Here we report for the first time a hybrid p-channel polymer ferroelectric field-effect transistor memory device with record mobility. The memory device, fabricated at 200°C on both plastic polyimide and glass substrates, uses ferroelectric polymer P(VDF-TrFE) as the gate dielectric and transparent p-type oxide (SnO) as the active channel layer. A record mobility of 3.3 cm(2)V(-1)s(-1), large memory window (∼16 V), low read voltages (∼-1 V), and excellent retention characteristics up to 5000 sec have been achieved. The mobility achieved in our devices is over 10 times higher than previously reported polymer ferroelectric field-effect transistor memory with p-type channel.
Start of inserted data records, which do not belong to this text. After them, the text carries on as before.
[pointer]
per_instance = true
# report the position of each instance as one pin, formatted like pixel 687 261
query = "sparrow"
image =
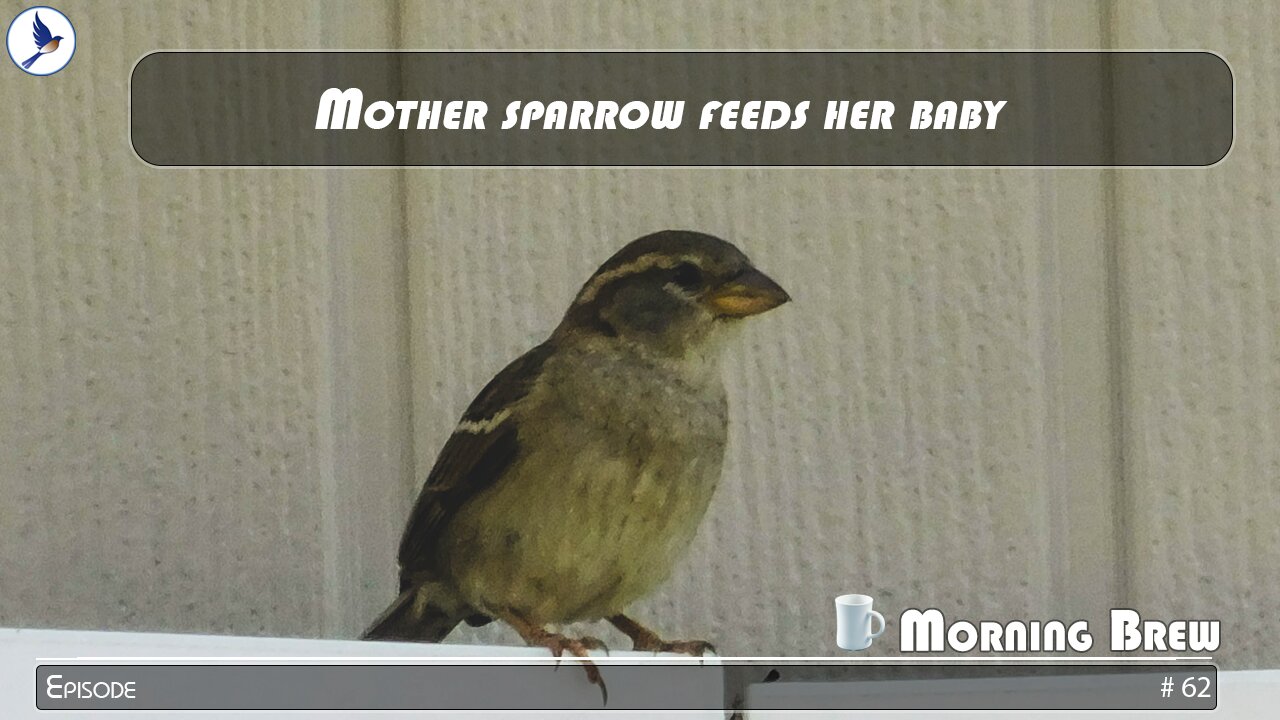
pixel 579 475
pixel 45 42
This demonstration opens the door for the development of non-volatile memory devices based on dual channel for emerging transparent and flexible electronic devices.
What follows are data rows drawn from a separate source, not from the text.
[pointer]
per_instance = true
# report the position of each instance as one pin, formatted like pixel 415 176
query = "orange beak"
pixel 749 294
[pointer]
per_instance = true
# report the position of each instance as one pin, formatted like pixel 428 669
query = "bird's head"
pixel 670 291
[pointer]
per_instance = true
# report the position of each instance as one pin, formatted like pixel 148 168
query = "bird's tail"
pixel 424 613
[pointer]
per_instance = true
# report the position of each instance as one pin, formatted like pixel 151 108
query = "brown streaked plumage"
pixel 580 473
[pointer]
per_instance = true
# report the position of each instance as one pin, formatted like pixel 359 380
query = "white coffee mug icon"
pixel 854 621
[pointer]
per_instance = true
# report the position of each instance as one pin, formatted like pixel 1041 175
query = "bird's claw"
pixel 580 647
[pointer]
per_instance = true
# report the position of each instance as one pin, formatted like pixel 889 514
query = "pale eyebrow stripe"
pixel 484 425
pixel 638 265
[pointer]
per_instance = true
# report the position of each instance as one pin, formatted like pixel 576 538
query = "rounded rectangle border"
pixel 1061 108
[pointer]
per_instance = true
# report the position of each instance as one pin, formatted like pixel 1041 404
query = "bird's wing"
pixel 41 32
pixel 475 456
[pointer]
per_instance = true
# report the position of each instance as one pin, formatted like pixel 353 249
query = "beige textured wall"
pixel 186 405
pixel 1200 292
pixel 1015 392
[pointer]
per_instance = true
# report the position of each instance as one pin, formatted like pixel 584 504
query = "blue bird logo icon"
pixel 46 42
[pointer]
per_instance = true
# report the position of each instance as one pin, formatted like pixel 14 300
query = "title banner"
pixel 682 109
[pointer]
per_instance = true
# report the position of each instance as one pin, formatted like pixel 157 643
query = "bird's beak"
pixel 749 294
Figure 1. Conceptual design of the devices.

(a), polyimide substrate; (b), glass substrate: the following layers make up the device stack (from bottom to top): substrate, 200 nm Si₃N₄ layer, 30 nm SnO active layer, 10 nm Ti/40 nm Au source and drain contacts, 300 nm P(VDF-TrFE) ferroelectric layer and 80 nm Al top gate; (c), optical transmission characteristics of the glass substrate, SnO/glass, and P(VDF-TrFE)/glass, and (d), TEM image showing cross section of the SnO/P(VDF-TrFE) interface, and optical profilometer scan (inset) showing the major parts of the device.

Figure 2. FeFET static characteristics.

Output characteristics from V_GS = 0 V to −15 V at −3 V steps of (a), glass substrate; (b), flexible substrate; Transfer characteristics at V_DS = −1 V of (c), rigid device; (d), flexible device.
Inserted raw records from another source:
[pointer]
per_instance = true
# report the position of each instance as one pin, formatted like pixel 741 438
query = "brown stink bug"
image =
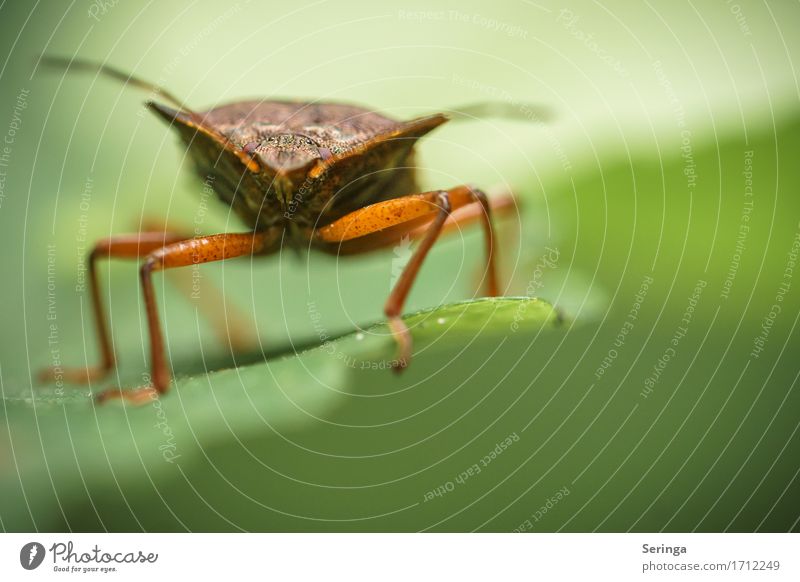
pixel 333 177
Figure 3. Materials Characterization.

(a), XRD pattern of SnO thin films. The lines at the bottom show the diffraction patterns of tetragonal SnO (JCPDS card No. 06-0395) and tetragonal Sn (JCPDS card No. 04-0673); (b), GIXRD pattern of P(VDF-TrFE) layer showing the dominat reflection corresponds to the ferroelectric β phase; (c), AFM image of the SnO surface. The SnO films show very smooth surfaces with a root mean square roughness of ∼1.8 nm; (d), AFM image of the P(VDF-TrFE) surface morphology, with an average grain size of ∼160 nm.

Figure 4. Retention characteristics.

(a), rigid device; (b), flexible device. The ON/OFF states were produced at gate voltages of −30/+30 V with a 1 sec pulse and the retention was measured at zero gate bias condition.